Data scientists usually spend much time on interactions of raw features to generate better predictive models. Among these feature interactions, cross features, previously focused more on the product of sparse features, show a promising way to enhance the performance of prediction [15]. Owing to the fact that correct cross features are mostly task-specific and difficult to identify a priori, the crucial challenge is in automatically extracting sophisticated cross features hidden in high-dimensional data. Research on feature crossing as the mainline of CTR prediction has attracted widespread attention in recent years. Shallow models are simple, interpretable, and easy to scale, but limited in expressive ability. Alternatively, deep learning has shown powerful expressive capabilities, nevertheless, deep neural networks (DNNs) require many more parameters than tensor factorization to approximate high-order cross features. Besides, almost all deep models leverage multilayer perceptron (MLP) to learn high-order feature interactions, however, whether plain DNNs indeed effectively represent right functions of cross features remains an open question [10, 21].

In addition, most methods neglect to represent cross dense features. There are three major patterns for handling dense features. First, dense features are discarded when crossing features, that is, dense features only participate in the linear part of the model [20]. Second, dense features are directly concatenated with the embeddings of sparse features, which could cause an important feature dimensionality imbalance problem [21]. Third, dense features are converted into sparse features through bucketing, which could introduce hyper-parameters and loss information of dense features [12].

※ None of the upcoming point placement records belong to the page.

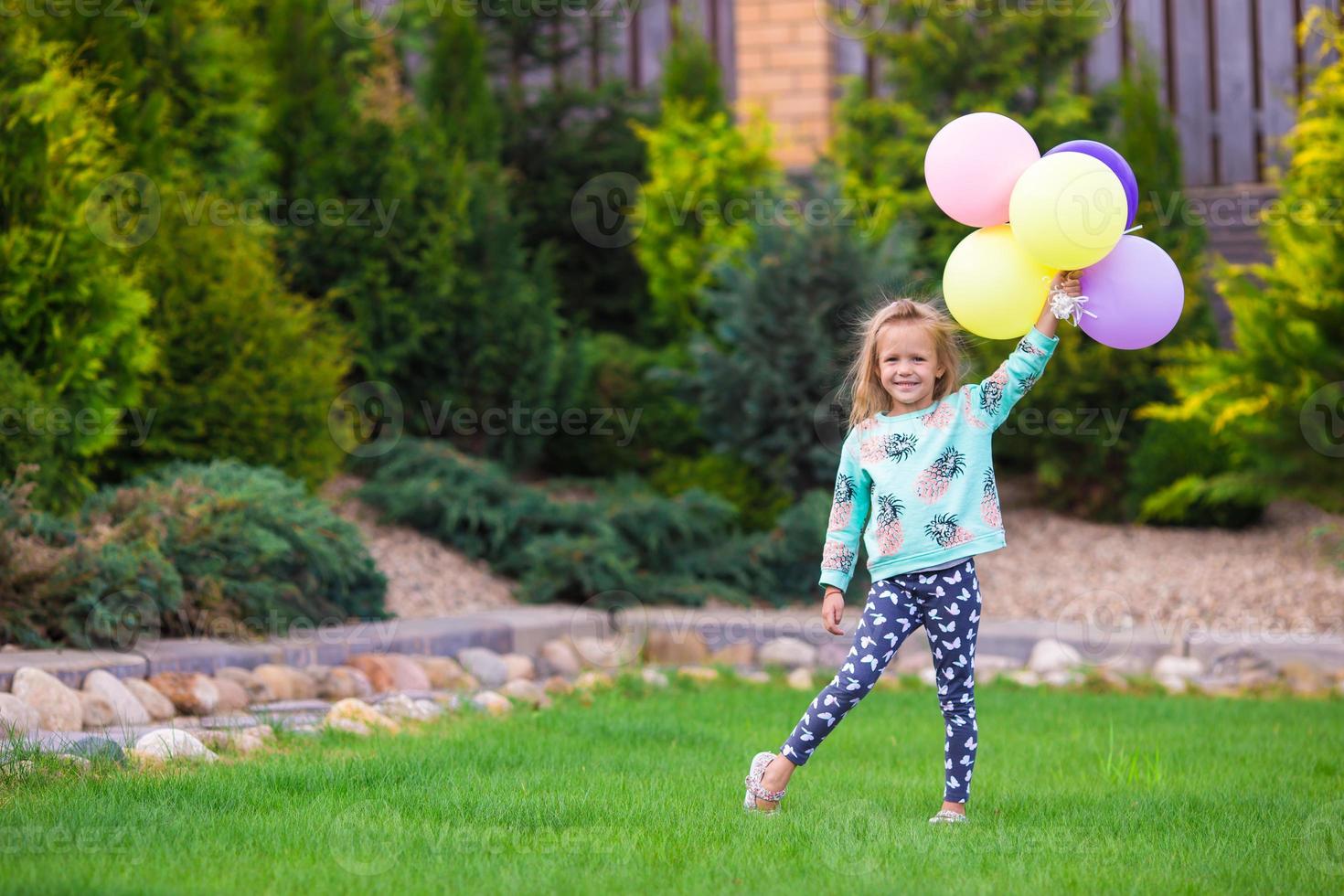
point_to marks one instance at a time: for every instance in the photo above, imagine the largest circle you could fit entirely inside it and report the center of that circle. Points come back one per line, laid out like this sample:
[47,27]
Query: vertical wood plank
[1235,120]
[655,37]
[1315,42]
[1278,74]
[726,48]
[1192,113]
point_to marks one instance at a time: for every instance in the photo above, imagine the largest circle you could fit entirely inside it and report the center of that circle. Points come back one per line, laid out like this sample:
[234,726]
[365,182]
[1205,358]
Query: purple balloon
[1136,294]
[1112,160]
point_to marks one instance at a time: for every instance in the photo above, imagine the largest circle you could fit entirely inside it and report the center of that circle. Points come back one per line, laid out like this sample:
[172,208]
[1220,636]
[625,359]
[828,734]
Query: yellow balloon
[1069,209]
[992,286]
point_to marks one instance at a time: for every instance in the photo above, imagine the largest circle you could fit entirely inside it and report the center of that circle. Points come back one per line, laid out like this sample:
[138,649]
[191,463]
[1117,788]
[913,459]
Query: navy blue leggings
[946,602]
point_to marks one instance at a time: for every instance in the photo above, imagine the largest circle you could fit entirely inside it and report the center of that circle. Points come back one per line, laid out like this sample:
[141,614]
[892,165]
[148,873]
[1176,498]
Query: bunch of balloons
[1037,215]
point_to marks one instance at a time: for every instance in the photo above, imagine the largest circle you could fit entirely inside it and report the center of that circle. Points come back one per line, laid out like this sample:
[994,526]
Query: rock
[1112,677]
[97,709]
[377,669]
[337,683]
[143,761]
[443,672]
[78,762]
[737,655]
[519,667]
[406,673]
[286,683]
[1062,677]
[402,707]
[698,673]
[99,749]
[560,657]
[449,701]
[527,690]
[349,726]
[605,653]
[157,706]
[1172,684]
[355,709]
[246,743]
[654,676]
[17,716]
[233,696]
[1126,664]
[593,678]
[1303,677]
[492,703]
[125,709]
[675,647]
[1237,669]
[1176,667]
[190,692]
[486,666]
[832,655]
[786,652]
[174,743]
[257,689]
[558,684]
[801,678]
[1050,655]
[58,707]
[989,667]
[212,739]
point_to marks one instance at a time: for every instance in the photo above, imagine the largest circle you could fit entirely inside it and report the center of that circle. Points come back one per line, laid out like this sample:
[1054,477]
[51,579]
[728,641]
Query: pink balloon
[974,163]
[1136,294]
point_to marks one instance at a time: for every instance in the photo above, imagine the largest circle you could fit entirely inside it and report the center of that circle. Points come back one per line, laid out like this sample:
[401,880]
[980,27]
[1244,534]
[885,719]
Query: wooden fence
[1232,70]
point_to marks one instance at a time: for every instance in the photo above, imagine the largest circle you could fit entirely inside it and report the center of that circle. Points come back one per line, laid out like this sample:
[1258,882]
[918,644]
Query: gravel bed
[1272,579]
[423,577]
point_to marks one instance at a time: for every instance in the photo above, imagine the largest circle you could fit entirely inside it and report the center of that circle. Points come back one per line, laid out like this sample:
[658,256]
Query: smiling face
[909,366]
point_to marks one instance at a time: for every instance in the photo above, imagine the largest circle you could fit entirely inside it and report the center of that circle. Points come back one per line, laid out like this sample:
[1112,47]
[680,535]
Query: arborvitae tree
[190,86]
[1275,402]
[70,311]
[689,70]
[554,146]
[784,324]
[456,86]
[978,55]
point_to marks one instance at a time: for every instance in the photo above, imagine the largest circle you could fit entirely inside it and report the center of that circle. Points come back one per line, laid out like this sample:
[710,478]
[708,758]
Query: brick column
[784,66]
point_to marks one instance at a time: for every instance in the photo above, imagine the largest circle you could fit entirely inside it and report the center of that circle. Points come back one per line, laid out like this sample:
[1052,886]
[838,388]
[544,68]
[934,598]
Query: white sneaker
[755,790]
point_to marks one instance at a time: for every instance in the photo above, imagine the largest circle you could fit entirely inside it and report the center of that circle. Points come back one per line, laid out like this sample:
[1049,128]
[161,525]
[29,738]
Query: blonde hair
[863,380]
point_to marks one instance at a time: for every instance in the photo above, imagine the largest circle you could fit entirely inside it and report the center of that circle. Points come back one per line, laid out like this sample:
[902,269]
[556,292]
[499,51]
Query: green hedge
[190,549]
[625,538]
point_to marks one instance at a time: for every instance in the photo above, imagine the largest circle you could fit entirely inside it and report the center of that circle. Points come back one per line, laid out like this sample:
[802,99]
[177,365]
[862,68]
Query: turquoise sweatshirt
[928,477]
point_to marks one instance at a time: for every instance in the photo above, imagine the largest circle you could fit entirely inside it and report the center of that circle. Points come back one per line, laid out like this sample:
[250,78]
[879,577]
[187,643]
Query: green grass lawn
[1072,792]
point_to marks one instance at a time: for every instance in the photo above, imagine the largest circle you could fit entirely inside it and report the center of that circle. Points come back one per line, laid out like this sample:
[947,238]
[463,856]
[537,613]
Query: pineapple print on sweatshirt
[989,501]
[920,488]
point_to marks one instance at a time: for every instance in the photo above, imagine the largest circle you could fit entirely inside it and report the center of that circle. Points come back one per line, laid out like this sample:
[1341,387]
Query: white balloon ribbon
[1066,306]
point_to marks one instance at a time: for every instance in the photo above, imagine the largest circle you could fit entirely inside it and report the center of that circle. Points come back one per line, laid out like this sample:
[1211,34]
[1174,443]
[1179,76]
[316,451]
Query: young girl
[918,458]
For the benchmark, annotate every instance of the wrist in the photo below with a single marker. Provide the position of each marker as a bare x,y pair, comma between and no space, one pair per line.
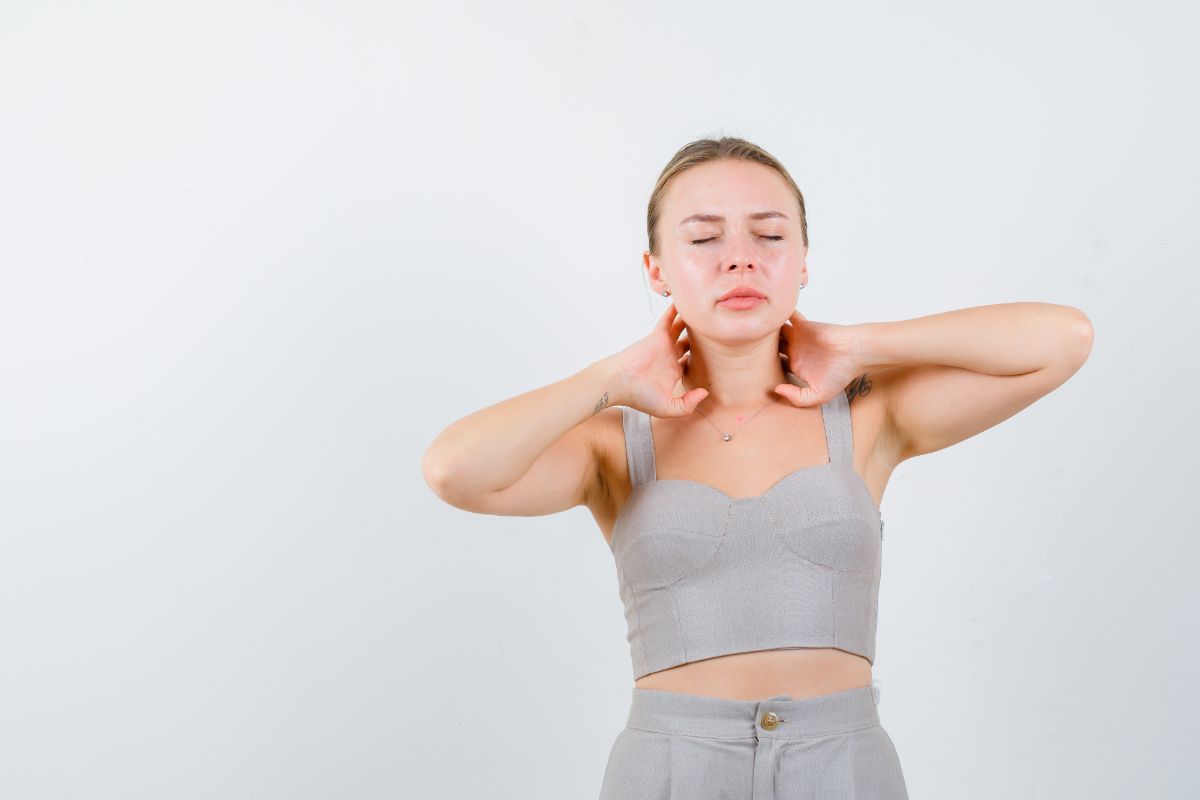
871,346
612,383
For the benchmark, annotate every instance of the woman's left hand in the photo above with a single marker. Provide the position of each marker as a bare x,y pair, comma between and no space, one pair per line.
825,355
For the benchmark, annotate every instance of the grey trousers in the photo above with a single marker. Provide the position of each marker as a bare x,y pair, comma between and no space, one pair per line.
679,746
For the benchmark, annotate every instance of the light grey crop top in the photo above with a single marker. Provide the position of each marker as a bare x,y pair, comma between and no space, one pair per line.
706,575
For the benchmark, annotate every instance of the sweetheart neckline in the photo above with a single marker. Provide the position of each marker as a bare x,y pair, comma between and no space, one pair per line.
732,500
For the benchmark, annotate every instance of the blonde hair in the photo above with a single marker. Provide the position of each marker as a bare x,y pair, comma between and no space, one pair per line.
705,150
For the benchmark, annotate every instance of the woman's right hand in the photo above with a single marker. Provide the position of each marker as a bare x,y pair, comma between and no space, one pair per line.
651,370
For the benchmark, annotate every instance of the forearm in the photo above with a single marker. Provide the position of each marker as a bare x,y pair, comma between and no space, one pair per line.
491,449
1000,340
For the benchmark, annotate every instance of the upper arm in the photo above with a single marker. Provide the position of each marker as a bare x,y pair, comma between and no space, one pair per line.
930,407
565,475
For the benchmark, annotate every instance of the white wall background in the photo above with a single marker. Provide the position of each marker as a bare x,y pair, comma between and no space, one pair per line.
255,257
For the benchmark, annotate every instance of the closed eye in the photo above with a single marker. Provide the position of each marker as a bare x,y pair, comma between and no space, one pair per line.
701,241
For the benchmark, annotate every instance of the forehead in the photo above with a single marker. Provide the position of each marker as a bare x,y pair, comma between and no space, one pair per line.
731,188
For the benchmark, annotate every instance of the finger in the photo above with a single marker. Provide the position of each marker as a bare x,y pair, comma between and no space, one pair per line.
798,396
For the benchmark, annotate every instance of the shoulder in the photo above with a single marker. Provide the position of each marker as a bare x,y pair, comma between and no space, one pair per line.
609,446
868,398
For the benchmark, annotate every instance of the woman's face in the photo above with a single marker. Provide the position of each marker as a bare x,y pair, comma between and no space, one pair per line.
725,224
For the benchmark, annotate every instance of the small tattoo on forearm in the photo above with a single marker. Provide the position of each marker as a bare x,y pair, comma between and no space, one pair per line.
862,385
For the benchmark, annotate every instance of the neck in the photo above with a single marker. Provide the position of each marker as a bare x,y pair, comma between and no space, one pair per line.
737,377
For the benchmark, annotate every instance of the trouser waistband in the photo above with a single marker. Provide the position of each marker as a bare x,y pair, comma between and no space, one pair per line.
779,717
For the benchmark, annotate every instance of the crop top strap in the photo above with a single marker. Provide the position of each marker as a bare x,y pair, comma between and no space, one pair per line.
639,445
839,433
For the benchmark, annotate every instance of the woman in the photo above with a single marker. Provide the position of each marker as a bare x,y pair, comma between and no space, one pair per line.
748,535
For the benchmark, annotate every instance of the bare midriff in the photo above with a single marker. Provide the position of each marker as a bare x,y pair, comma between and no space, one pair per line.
805,672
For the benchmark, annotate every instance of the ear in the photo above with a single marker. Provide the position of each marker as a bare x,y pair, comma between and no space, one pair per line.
653,271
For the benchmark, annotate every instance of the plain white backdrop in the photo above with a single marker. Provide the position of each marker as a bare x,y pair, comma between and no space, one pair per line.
255,257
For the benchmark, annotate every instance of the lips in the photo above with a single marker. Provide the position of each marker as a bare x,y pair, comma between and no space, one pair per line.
742,292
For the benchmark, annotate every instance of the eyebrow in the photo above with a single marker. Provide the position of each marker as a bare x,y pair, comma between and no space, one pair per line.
717,217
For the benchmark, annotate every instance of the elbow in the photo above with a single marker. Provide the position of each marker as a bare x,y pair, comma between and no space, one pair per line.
436,474
1083,337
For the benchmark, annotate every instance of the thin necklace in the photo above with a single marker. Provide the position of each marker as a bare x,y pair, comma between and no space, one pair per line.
727,437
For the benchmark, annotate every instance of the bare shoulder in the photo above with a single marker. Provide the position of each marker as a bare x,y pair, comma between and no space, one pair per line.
612,468
876,445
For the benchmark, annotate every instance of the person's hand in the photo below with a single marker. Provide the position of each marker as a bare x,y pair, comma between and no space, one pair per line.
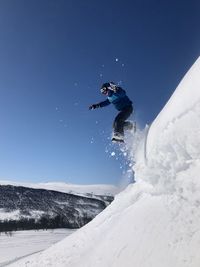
94,106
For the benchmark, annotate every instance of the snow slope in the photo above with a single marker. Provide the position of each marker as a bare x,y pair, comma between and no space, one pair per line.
156,221
101,189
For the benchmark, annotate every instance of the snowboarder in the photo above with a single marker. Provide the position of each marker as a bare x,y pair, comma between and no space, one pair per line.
117,96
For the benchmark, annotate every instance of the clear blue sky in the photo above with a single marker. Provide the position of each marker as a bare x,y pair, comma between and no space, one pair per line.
54,56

Based on all these observations, we propose a novel Extreme Cross Network (XCrossNet), to represent feature structure-oriented interactions. Modeling with XCrossNet consists of three stages. In the Feature Crossing stage, we separately propose a cross layer for crossing dense features and a product layer for crossing sparse features. In the Feature Concatenation stage, cross dense features and cross sparse features interact through a concatenate layer and a cross layer. Lastly, in the Feature Selection stage, we employ an MLP for capturing non-linear interactions and their relative importance. Experimental results on Criteo Kaggle dataset demonstrate the superior performance of XCrossNet over the state-of-the-art baselines.

2 Related Work

Studies on CTR prediction can be categorized into five classes which will be respectively introduced below.

Generalized Linear Models. Logistic Regression (LR) models such as FTRL are widely used in CTR prediction for their simplicity and efficiency [9, 16]. Ling Yan et al. argue that LR cannot capture nonlinear feature interactions and propose Coupled Group Lasso (CGL) to solve it [24]. Human efforts are usually needed for LR models. Gradient Boosting Decision Tree (GBDT) is a method to automatically do feature engineering and search interactions [4], then the transformed feature interactions can be fed into LR. In practice, tree-based models are more suitable for dense features but not for sparse features.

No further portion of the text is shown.